Don't You believe requiring Trust in a god to be theistic and a violation of our First Amendment even though someone may not be a baker or photographer in public accommodation?
Again, this is based on consent.
Only if people object and refuse, then it is being forced on them.
If people consent to faith based policies, that is treated as free exercise of religion or beliefs.

Other examples:
1. The death penalty is faith based.
If people object to it, it can be replaced or equal options can be offered so taxpayers can fund choices separately as with funding for abortion that is contested based on beliefs
2. Equal Justice Under Law
Is faith based and not proven.
As long as the public agrees and consents this policy can remain.
If people challenge it as faith based and they believe in something else, it could be taken out or replaced. (But good luck finding a more universal replacement the public can agree on more than this concept)
3. Govt authority is faith based, I know anarchists who don't believe in it having authority, but we don't agree what to replace it with so it still remains as is (similar to not agreeing on replacing the death penalty so that remains although it most clearly violates separation of religious beliefs from secular jurisdiction of govt)

What I would suggest for "under God" or "in God we Trust" is agreeing this means "for the Public Good". If we agree on the meaning, we may not need to change the historic wording. If some groups want the right to print and use secular terms , they are welcome to pay costs of priniting their own translations into terms they prefer. So if more taxpayers agree to change it, they should get tax credits or tax breaks and invest dollars there instead of printing the historic slogans.
Operating in public accommodation on a for-profit basis is informed consent for the seller.

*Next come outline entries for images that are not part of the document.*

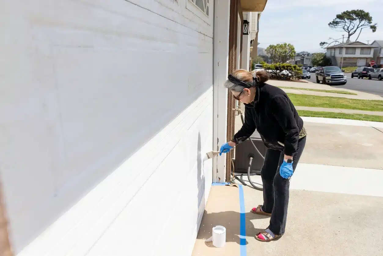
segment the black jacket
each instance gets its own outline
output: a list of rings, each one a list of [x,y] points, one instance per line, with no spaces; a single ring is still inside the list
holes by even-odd
[[[286,93],[270,84],[260,85],[254,101],[245,106],[245,123],[234,135],[233,141],[240,143],[256,129],[267,148],[293,155],[303,121]],[[278,141],[285,144],[284,148]]]

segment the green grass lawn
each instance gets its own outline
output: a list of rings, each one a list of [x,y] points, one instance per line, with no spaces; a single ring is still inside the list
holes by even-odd
[[[344,70],[345,73],[351,73],[357,68],[358,68],[358,67],[346,67],[343,68],[342,69]]]
[[[321,90],[320,89],[311,89],[308,88],[296,88],[295,87],[286,87],[285,86],[278,86],[279,88],[285,89],[296,89],[296,90],[304,90],[304,91],[312,91],[314,92],[331,92],[331,93],[337,93],[338,94],[347,94],[350,95],[357,95],[356,93],[350,92],[346,91],[336,91],[335,90]]]
[[[383,111],[383,101],[347,99],[288,93],[296,106]]]
[[[298,114],[299,114],[300,116],[352,119],[354,120],[383,122],[383,116],[372,116],[372,115],[364,115],[360,114],[346,114],[345,113],[313,111],[310,111],[309,110],[298,110],[297,111],[298,111]]]

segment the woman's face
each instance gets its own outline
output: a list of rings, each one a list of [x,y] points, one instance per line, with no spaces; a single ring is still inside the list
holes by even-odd
[[[245,88],[241,92],[231,91],[231,93],[233,94],[234,98],[237,100],[239,101],[242,103],[248,104],[250,102],[252,102],[254,100],[254,97],[255,95],[254,95],[255,92],[252,92],[250,89]]]

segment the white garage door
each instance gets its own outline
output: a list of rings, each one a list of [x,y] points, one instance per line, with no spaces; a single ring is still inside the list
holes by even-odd
[[[190,255],[212,182],[213,1],[3,2],[16,253]]]
[[[357,66],[360,67],[363,66],[366,66],[366,63],[367,62],[367,59],[365,58],[362,58],[358,59],[357,62]]]

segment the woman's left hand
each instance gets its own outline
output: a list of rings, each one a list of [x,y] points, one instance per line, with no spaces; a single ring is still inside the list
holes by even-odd
[[[294,170],[293,169],[293,162],[288,163],[285,160],[279,168],[279,174],[283,178],[288,178],[293,175]]]

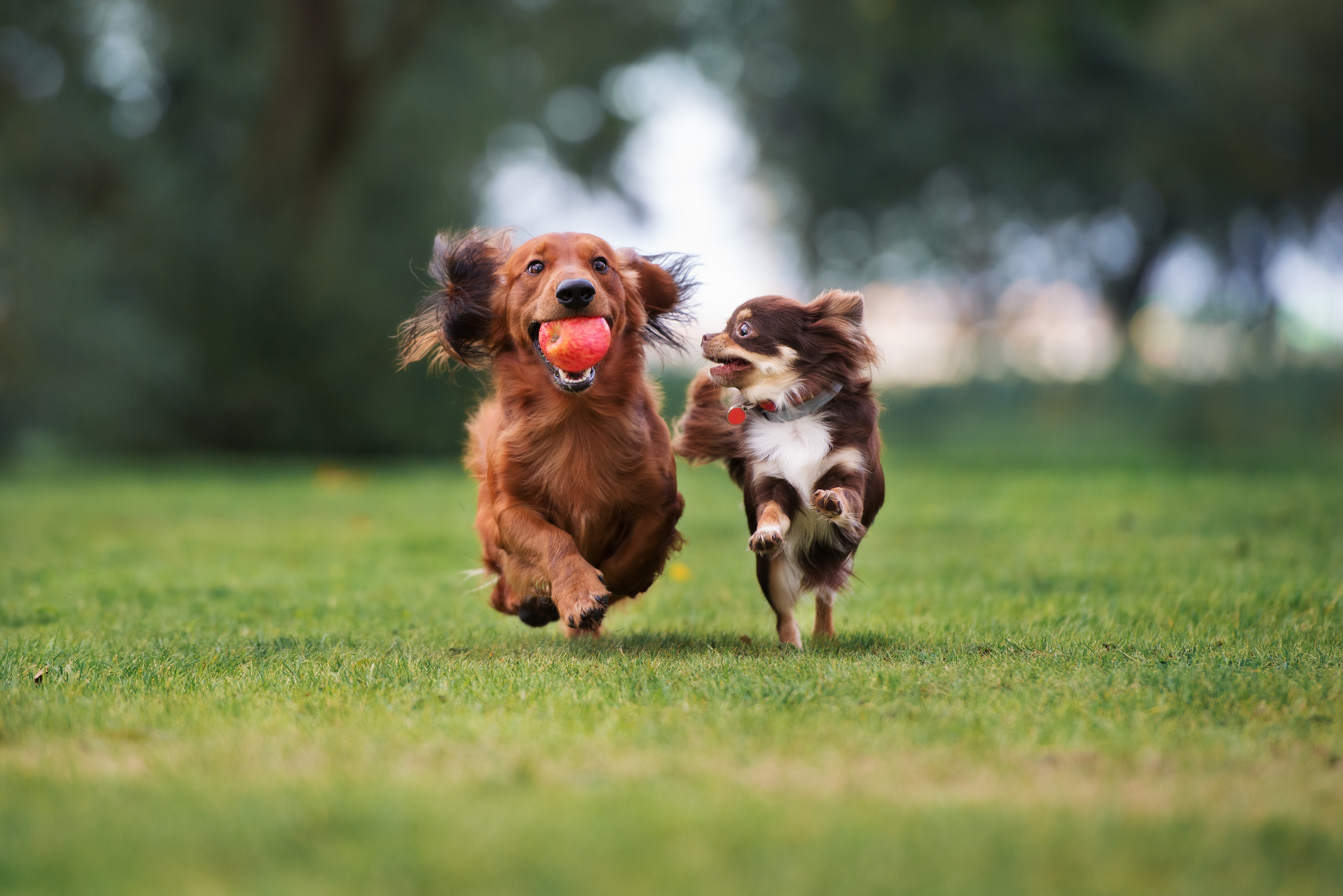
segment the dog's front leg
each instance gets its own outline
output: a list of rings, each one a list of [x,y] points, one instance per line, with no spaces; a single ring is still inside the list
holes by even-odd
[[[798,492],[787,480],[761,476],[753,483],[755,528],[747,546],[760,557],[774,557],[783,549],[783,539],[798,508]]]
[[[667,557],[681,545],[676,524],[684,510],[685,499],[677,491],[661,506],[641,510],[630,534],[602,563],[606,586],[612,594],[634,597],[653,586]]]
[[[579,554],[564,530],[526,504],[505,506],[496,516],[500,546],[541,570],[551,581],[551,600],[565,625],[596,630],[610,601],[602,574]]]
[[[866,475],[849,465],[835,465],[817,480],[811,506],[853,539],[854,546],[868,534],[862,524],[862,492]]]

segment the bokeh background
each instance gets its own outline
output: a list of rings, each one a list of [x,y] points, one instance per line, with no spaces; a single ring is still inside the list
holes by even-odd
[[[455,455],[478,223],[862,288],[905,451],[1336,457],[1340,90],[1336,0],[9,0],[0,451]]]

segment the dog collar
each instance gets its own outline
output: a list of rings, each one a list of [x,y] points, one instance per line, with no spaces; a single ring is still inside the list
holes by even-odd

I have no idea how you reached your conclusion. Using legal tender for all debts public and private is not Religion based.

The McCarthy era phrase in our pledge is not that historic.
I said it operates because we consent to it.

Including allowing religious references such as "God". As long as people consent to it, there is no issue with religious references.

But if people don't consent and take issue with religious references in public policy, then this can be forced to change.
You mean like bakers and photographers pushing their beliefs on others in public accommodation?